Suppose $W$ is a complex vector space. Let $\overline{W}$ denote the complex vector space $W$, but with scalar multiplication replaced by $(z,w)\mapsto \bar{z}\cdot w$.
I want to show that $(W_\mathbb{R})^\mathbb{C}$ is isomorphic (as complex vector spaces) to the external direct product $W\boxplus\overline{W}$ without resorting to dimension arguments. My text isn't clear, but I think $(W_\mathbb{R})^\mathbb{C}$ denotes the complexification of $W$ when viewed as a real vector space.
I tried to define a map $f\colon (W_\mathbb{R})^\Bbb{C}\to W\boxplus\overline{W}$ by $u+vi\mapsto (u,v)$. So $f$ is a bijection, and an additive homomorphism.
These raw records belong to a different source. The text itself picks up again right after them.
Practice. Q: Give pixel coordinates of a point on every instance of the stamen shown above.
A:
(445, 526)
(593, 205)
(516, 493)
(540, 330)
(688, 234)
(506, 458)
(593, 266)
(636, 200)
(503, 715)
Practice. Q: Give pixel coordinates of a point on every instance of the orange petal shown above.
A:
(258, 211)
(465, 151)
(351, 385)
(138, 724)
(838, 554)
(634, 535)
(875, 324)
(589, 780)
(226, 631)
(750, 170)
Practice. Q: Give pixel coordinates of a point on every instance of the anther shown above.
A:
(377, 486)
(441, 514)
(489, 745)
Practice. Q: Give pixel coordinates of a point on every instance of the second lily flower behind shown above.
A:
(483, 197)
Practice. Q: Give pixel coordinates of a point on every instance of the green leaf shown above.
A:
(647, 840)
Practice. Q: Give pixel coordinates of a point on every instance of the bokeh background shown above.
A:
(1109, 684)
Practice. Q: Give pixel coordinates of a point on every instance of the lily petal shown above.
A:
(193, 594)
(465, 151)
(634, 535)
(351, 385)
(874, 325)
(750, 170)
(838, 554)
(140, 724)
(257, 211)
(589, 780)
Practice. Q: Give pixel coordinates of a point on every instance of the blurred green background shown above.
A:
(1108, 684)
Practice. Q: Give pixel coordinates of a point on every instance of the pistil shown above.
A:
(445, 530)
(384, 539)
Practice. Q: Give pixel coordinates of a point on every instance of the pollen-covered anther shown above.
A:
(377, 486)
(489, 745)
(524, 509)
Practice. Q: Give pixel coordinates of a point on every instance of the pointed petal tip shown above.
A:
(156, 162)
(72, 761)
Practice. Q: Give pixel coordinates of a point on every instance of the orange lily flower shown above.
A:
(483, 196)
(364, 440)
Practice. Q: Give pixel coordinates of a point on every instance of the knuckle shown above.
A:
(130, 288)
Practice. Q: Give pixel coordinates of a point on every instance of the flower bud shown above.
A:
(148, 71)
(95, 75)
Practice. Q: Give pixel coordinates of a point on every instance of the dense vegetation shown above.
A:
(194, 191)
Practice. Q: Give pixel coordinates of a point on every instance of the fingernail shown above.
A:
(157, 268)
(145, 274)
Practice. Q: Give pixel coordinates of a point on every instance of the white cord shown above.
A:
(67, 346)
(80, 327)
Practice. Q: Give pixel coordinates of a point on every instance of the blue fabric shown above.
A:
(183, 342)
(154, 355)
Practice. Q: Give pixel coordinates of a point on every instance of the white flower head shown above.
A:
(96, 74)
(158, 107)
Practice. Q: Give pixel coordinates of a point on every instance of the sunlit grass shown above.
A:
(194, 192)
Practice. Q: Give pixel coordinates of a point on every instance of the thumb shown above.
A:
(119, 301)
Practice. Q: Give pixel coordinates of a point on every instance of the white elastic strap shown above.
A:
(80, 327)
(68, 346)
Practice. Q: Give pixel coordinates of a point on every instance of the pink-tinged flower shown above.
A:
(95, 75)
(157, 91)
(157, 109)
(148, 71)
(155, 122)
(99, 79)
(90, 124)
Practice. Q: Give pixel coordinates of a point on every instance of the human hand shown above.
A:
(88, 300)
I tried showing it respects scalar multiplication like this.
I get $ f((a+bi)(u+vi))=f(au-bv+(bu+av)i)=(au-bv,bu+av) $ and $ (a+bi)f(u+vi)=(a+bi)(u,v)=((a+bi)u,(a-bi)v) $ so I think my map is wrong. Is there an explicit isomorphism?
By the way, this is problem 2.33(b) of Roman's Advanced Linear Algebra.